俺はホテルでチェックアウトを済ますと駅に向かって猛ダッシュしていた。
なぜなら紗英とあの男が一緒だというのが分かったからだ。
何で紗英に最初に電話をもらったときに目を覚まさなかったんだ!!
昨夜は色んな事が頭の中を巡って、中々寝付けなかった。
きっとそのせいで目が覚めなかったんだろうが、こんな気持ちになるなら意地でも起きれば良かったと後悔した。
あいつはハッキリと場所を言わなかったが、話していたときの周囲のザワつき具合と薄く聞こえた発車ベルの音で新幹線の発着駅だというのは分かっていた。
幸いその傍のホテルに泊まっていたので、ものの15分ほどで駅へと到着した。
俺は駅構内を走りながら、紗英の姿を探した。
人が多くてどこにいるのか分からない。
俺は改札をくぐることはないと思って、辺りに目を走らせると、ふと喫茶店の前のテーブルに紗英が座っているのを発見した。
良かった…いた…。
俺は額に浮かぶ汗を拭って駆け寄ろうとすると、紗英の向かいにあいつが座っているのが見えて、頭に血が上った。
俺の中から独占欲が顔を出して、欲望のままに紗英を後ろから抱きしめた。
「っへ!?あれ!?りゅ、竜聖っ!?」
紗英は突然俺が現れて驚いたのか、声を裏返しながら俺の名前を呼んだ。
俺の目はまっすぐニヤけた顔をしているあいつに向いていて、その顔にイラついた俺は思わず告げた。
「紗英は俺のだ!!」
俺の腕の中で紗英が息を大きく吸い込んで固まるのが伝わってきた。
目の前のあいつはというと、飽きれた様に笑った後、席を立った。
「マジで挑発にのってくるなんてな。見た目と違ってちっせー奴。」
「何だと!?」
上から目線で吐き捨てた奴にカチンときて声を荒げた。
あいつは荷物を背負うと横目で俺を見て言った。
「ふん。精々仲良くな。」
バカにされたように言ったあいつに奥歯を噛んで耐えていると、あいつは紗英をちらっと見て笑った。
「沼田さん、また話聞いてくれよな。」
話!?そんなもんねぇよ!!
俺は紗英の代わりに言い返そうかと思ったが、紗英は俺の反応とは正反対で「あ、うん。」なんて言ってる始末だ。
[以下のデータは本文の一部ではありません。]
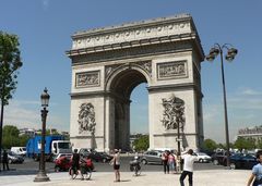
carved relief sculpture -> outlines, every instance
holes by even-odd
[[[82,103],[79,112],[79,133],[95,133],[95,108],[92,103]]]
[[[99,71],[76,73],[75,86],[76,87],[99,86]]]
[[[150,76],[152,76],[152,63],[151,63],[151,61],[141,61],[141,62],[138,62],[136,64],[142,66],[147,72],[147,74],[150,74]]]
[[[187,77],[186,61],[176,61],[168,63],[157,64],[157,77],[158,79]]]
[[[162,123],[166,129],[177,129],[182,128],[186,123],[184,119],[184,101],[172,95],[169,99],[162,99],[164,113]]]

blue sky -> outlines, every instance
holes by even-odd
[[[79,30],[190,13],[205,53],[218,42],[239,53],[225,64],[229,134],[262,125],[262,1],[260,0],[1,0],[0,30],[20,37],[23,67],[19,86],[4,110],[4,124],[40,127],[40,100],[51,96],[48,125],[69,131],[71,61],[64,51]],[[147,132],[144,84],[131,95],[131,131]],[[202,63],[205,138],[225,141],[219,59]],[[141,114],[144,113],[144,114]]]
一体俺がいなかった間に二人の間に何があったのかと疑いたくなる。
あいつはそれだけ言い残すと、横で流れを見守っていた友人たちと連れ立って改札へと去って行った。
俺はその後ろ姿をじっと睨んで、二度と来るな!と心の中で悪態をついた。
「……えーと…竜聖。そろそろ離してくれないかな…?」
紗英が遠慮がちに声をかけてきて、俺は自分のしている状況に気づいてすばやく紗英を離した。
「わ…悪い。こんな人目のあるとこで…。」
「あ、うん。それはいいんだけど…。その…嬉しかったし…。」
紗英が照れながら言った姿を見て、俺は心臓がドクンと大きく跳ねた。
また抱きしめたくなって、俺は紗英から目を逸らすことで何とか堪えた。
すると紗英は俺の方へ体を向けると、ちらと俺を見上げた。
「じゃ…あ、私たちも東京に帰ろっか。」
「え…あ、うん。」
紗英はふっと微笑むとキャリーケースを手に持って立ち上がった。
俺は本当に早めに帰ってもいいのかと思ったけど、紗英は俺の隣で嬉しそうに笑っていたので、尋ねるのはやめにした。
それから俺たちは東京行きの新幹線に乗り込むと、二人並んで座った。
紗英は窓から外を見て、少し寂しそうな顔をしていて、やっぱりもう少しいたかったんじゃないだろうかと思った。
紗英はそんな俺の視線に気づいたのか、俺に振り返ると微笑んだ。
「なんかこうして並んで新幹線乗ってると、旅行行ったみたいだね。」
「…そうかな?」
「そうだよ!いつか二人で旅行行きたいね。」
紗英がさらっと未来の話をしていて、俺は顔が緩んだ。
二人で旅行か…最高だな…
俺は旅行風景を想像して、いらぬ考えまで浮かんできて頭を振った。
俺、最近こんなんばっかだぞ!自制しろ!!
俺が一人で悶々としていると、紗英が隣で大きく欠伸して目を擦り始めた。
「ねぇ、ちょっと寝ててもいい?昨日、あんまり寝てなくて。」
「え?寝てないって何で?」
俺も寝不足で寝坊したので、もしかしたら紗英も俺と同じように昨日の事を考えて眠れなかったのだろうかと期待してしまった。
紗英は窓の方へコテンと頭を寄せると、目を閉じて呟いた。
「…急に帰ることにしたから…準備してて…それで…寝るのが遅くなっちゃって…・・・。」
最後の方は消え入るように呟いた後、紗英は寝息を立て始めてしまった。
俺のために帰る決断をしてくれた事が俺は嬉しくて、紗英の寝顔を見つめたまま顔がニヤけた。
やっべ…すげー嬉しい…
俺は紗英が愛おしくて、寝てる紗英に顔を寄せて頬にキスしようとしたが、横で咳ばらいが聞こえて振り返った。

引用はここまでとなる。